Los motines tradicionales convivieron con las huelgas y manifestaciones promovidas por el movimiento obrero organizado, decidido a encauzar la indignación popular. A la huelga nacional ferroviaria del verano de 1916 le siguió el acuerdo alcanzado por los dos sindicatos mayoritarios, la UGT y la CNT, para organizar un paro general de 24 horas en toda España que exigiera al Gobierno el abaratamiento de las subsistencias y la solución de la crisis de trabajo. El manifiesto de la convocatoria, dirigido a los ciudadanos y al pueblo en general, declaraba que la acción anunciada era la última advertencia al poder público. Si no se tomaban las medidas adecuadas quedaría al descubierto «que el mal que nuestro país sufre sólo tiene remedio apoderándose del poder para llevarlo a otras manos menos sujetas por las conveniencias privadas». La huelga general del 18 de diciembre fue, sin duda, la mayor movilización social que se había visto hasta entonces en España. Un aviso del nuevo ejército social de los obreros, escribía Luis Araquistain en El Socialista, de lo que está en sus manos hacer; unos ejercicios militares, unas maniobras proletarias que eran una invitación a una huelga mayor «el día que del ensayo haya que ir a la batalla». No hubo que esperar mucho tiempo. En marzo de 1917, unas semanas más tarde del movimiento revolucionario ruso que había conseguido la abdicación del zar Nicolás II, la UGT y la CNT acordaban la convocatoria de una huelga general indefinida antes de tres meses.

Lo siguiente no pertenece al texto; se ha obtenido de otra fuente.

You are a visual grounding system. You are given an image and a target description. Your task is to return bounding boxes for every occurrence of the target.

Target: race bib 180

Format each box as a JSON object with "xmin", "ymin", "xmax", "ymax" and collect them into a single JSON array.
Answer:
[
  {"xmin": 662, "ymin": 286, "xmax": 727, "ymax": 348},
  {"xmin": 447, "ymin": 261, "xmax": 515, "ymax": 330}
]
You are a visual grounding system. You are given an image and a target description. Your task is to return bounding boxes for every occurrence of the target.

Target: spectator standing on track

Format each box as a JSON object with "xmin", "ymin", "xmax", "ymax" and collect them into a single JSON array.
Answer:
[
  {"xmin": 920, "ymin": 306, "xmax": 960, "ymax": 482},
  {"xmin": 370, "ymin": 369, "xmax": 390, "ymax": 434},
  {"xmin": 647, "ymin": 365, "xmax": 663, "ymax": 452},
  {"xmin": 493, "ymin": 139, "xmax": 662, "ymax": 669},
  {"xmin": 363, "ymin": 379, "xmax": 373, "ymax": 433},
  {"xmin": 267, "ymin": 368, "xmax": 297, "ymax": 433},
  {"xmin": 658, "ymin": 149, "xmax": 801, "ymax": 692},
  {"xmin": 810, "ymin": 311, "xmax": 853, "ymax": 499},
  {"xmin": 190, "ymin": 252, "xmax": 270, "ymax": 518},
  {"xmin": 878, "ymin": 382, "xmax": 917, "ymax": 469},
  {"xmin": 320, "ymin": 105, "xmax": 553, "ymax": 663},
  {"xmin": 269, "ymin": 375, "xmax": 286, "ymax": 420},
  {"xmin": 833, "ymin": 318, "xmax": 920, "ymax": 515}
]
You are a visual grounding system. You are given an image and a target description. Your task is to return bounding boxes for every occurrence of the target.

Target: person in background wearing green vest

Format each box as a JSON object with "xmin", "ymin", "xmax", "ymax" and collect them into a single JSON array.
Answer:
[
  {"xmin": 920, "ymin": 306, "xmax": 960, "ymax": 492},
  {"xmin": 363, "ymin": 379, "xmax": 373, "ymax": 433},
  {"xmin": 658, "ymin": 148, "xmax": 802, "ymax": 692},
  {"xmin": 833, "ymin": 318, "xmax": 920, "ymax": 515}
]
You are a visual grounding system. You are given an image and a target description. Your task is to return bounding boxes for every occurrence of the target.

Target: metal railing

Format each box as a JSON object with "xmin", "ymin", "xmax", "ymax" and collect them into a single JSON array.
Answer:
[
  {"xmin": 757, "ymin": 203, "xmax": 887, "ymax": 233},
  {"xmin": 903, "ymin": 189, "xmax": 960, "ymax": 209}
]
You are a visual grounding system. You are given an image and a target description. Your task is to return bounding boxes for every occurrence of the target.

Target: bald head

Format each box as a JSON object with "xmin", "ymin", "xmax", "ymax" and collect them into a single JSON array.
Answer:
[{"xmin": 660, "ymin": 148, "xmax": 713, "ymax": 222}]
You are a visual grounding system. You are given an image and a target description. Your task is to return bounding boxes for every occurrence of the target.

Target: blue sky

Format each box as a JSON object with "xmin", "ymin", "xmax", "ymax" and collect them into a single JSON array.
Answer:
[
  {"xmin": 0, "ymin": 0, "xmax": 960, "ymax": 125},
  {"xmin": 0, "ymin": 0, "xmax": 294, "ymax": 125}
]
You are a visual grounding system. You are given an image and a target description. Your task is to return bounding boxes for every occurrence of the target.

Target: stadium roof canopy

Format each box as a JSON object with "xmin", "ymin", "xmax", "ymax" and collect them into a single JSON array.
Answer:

Wenceslao Fernández Flórez había anunciado el protagonismo político de la clase obrera en una de sus crónicas parlamentarias publicada al comienzo del conflicto mundial. En su opinión, las características de los partidos tradicionales habían desparecido, se habían amalgamado los intereses de todos los combatientes de la política, que manejaban entre ellos «el florete como botón», y las únicas víctimas eran los obreros, el blanco de los procesamientos y las persecuciones. Del amplio partido de los «gobernados» los obreros eran los que tenían «más coraje y menos sumisión, más valentía para la protesta». Por eso «los medios de las antiguas luchas y todas la represalias» se guardaban «para ser esgrimidas entre éstos y aquéllos». La crónica de los años de la Gran Guerra, de una neutralidad con «ramalazos de nerviosidad», llegaba a un punto de no retorno en abril de 1917, con la caída de Romanones. «Digámoslo con franqueza, la Constitución ha perdido mucho a nuestros ojos. Es como tener un duro falso: puede uno “postinear” con él delante de los amigos, pero si hay que pagar el gasto lo llevan a uno a la cárcel. Ya no amamos ese veleidoso mamotreto.» No lo amaban quienes hablaban de revolución, descreídos del régimen parlamentario liberal, y tampoco las voces que comenzaban a pensar en una solución radicalmente diferente, en una salida de corte nacionalista, autoritaria y militar.